Be ready to go over:
- Complex queries – Joins, subqueries, window functions, and aggregations.
- Database design – Normalization, schema design, and indexing strategies.
- Data manipulation – Safely updating and migrating large datasets.
- Advanced concepts (less common) –
- Query execution plan analysis and bottleneck identification.
- Designing databases specifically for educational technology or LMS platforms.
Example questions or scenarios:
- "Describe your experience writing advanced SQL queries. Can you give an example of a particularly complex query you had to write?"
- "How would you design the database schema for a system tracking student enrollments and grades?"
- "Tell me about a time you had to optimize a slow-performing database query."
Domain Experience: Educational Technology
While not always a strict prerequisite, experience with or a strong understanding of Learning Management Systems (LMS) and educational technology is highly valued. The team evaluates your ability to conceptualize the unique workflows of educators and students.
Be ready to go over:
- LMS architecture – Understanding how content delivery, assessments, and user roles interact.
- User role management – Handling permissions for administrators, teachers, and students.
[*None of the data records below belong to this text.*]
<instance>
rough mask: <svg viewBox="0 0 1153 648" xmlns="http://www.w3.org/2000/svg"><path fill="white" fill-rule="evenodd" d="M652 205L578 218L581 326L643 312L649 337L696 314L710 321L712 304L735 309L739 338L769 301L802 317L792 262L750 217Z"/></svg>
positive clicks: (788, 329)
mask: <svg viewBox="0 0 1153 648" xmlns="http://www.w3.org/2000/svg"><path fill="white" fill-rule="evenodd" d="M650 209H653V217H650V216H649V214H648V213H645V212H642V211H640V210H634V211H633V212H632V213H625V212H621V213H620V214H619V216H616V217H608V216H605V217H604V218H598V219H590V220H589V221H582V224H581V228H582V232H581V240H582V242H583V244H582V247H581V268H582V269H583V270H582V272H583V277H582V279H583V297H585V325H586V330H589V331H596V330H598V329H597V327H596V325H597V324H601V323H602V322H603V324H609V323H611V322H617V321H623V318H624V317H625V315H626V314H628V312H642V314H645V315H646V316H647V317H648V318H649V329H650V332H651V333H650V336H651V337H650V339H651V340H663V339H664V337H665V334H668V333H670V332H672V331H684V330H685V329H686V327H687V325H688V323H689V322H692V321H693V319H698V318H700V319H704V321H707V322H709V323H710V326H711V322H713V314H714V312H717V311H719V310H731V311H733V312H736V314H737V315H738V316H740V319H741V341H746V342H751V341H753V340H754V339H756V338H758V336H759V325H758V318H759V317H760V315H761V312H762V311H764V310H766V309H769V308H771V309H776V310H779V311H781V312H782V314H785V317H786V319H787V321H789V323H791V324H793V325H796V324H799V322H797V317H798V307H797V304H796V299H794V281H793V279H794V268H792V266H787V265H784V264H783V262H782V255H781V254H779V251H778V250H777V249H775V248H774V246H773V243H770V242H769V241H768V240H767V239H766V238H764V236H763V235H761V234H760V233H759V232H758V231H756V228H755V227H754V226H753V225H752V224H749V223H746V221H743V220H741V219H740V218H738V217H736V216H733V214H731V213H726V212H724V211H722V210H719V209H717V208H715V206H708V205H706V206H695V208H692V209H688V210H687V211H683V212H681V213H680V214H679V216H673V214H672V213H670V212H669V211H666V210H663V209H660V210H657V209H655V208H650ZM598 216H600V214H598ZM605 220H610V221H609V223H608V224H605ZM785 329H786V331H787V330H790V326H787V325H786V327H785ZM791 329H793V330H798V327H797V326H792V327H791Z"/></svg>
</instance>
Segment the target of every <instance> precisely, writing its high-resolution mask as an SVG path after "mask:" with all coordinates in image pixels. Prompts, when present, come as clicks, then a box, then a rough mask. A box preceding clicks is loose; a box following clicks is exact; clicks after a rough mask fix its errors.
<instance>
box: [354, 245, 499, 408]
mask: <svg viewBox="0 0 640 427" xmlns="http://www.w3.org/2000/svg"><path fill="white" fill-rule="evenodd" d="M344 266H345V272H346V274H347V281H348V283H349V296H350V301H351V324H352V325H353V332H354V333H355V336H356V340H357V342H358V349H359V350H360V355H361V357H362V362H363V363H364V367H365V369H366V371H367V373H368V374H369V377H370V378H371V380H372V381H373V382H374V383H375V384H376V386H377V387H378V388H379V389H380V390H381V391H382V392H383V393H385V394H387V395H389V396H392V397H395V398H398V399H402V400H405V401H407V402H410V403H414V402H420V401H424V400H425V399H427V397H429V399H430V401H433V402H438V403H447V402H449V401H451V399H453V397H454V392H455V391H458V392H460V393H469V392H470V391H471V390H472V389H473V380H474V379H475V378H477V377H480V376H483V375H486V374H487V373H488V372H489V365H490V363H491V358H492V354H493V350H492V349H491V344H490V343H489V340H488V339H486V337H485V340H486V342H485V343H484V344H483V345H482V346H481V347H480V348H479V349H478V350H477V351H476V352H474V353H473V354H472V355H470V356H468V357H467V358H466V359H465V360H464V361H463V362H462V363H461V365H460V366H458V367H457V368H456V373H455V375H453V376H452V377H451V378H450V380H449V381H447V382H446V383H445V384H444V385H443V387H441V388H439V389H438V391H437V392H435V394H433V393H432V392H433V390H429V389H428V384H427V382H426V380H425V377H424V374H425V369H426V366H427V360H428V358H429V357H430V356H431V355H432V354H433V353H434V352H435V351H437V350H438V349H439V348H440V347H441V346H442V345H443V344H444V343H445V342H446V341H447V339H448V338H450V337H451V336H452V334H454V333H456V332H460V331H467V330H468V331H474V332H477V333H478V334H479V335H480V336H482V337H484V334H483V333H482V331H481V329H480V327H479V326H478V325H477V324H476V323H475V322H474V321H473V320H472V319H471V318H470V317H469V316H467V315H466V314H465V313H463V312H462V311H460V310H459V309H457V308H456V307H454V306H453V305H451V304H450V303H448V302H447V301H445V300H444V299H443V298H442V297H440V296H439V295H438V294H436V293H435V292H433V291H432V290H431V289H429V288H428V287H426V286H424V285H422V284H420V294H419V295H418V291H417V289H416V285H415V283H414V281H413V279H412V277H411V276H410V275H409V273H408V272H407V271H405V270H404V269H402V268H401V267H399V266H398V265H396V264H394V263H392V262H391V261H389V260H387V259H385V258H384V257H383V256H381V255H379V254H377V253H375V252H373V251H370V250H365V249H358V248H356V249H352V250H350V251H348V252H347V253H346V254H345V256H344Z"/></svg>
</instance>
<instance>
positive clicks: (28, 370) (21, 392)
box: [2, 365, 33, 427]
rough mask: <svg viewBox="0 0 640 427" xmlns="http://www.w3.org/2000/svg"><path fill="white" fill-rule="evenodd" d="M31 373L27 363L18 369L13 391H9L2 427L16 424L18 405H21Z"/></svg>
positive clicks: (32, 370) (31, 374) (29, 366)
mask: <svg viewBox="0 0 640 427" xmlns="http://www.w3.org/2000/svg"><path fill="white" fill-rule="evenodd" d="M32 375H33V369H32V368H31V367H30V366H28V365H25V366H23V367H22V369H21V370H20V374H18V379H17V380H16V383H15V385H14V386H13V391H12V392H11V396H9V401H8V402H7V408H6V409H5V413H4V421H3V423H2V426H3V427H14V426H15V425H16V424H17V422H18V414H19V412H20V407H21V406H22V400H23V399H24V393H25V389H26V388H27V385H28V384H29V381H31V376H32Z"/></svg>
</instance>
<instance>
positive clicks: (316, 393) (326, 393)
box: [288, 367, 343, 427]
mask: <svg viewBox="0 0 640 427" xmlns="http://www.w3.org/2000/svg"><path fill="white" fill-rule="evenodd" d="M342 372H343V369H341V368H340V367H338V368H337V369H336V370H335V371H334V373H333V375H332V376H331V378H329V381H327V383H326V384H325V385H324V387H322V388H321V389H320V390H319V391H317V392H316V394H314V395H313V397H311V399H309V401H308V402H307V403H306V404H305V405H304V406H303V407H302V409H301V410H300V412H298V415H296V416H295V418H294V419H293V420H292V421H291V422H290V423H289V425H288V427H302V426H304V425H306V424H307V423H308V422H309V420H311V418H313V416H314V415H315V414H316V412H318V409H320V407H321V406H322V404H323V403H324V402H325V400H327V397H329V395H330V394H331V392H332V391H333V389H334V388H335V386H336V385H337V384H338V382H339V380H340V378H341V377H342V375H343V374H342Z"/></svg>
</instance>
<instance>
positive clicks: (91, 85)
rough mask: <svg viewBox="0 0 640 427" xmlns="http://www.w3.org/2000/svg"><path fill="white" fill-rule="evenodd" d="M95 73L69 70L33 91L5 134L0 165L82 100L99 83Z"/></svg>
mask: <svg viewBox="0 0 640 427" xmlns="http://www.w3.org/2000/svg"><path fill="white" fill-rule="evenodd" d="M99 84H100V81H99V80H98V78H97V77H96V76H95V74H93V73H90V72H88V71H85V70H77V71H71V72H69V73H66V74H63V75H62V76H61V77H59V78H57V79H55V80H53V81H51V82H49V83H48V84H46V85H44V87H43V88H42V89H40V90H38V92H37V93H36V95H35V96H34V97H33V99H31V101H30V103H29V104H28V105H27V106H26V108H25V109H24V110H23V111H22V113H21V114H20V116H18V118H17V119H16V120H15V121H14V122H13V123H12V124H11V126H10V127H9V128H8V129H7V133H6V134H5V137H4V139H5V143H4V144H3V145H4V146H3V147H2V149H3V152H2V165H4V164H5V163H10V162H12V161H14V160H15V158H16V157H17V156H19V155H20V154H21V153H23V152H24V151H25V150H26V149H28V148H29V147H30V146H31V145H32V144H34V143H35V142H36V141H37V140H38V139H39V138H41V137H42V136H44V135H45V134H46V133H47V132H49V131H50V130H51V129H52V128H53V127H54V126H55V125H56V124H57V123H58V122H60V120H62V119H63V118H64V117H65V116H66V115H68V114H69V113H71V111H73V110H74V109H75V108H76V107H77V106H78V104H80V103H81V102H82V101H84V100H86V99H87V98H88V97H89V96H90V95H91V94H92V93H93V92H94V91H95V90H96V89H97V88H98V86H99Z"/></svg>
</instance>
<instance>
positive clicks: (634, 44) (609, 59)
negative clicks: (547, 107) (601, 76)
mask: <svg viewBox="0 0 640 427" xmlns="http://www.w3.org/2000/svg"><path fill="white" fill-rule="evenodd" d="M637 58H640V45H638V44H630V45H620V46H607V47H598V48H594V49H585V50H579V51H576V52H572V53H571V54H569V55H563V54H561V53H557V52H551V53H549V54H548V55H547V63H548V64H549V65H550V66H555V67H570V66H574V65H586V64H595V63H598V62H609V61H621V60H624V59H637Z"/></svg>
- System integration – Connecting external tools or APIs to an existing educational platform.
- Advanced concepts (less common) –
- SCORM compliance and educational data standards.
- Real-time collaboration features within an educational platform.
Example questions or scenarios:
- "Discuss your experience with developing or integrating a Learning Management System."
- "How would you approach building a feature that allows faculty to bulk-upload grades securely?"
- "What do you consider the most important technical feature of a successful educational platform?"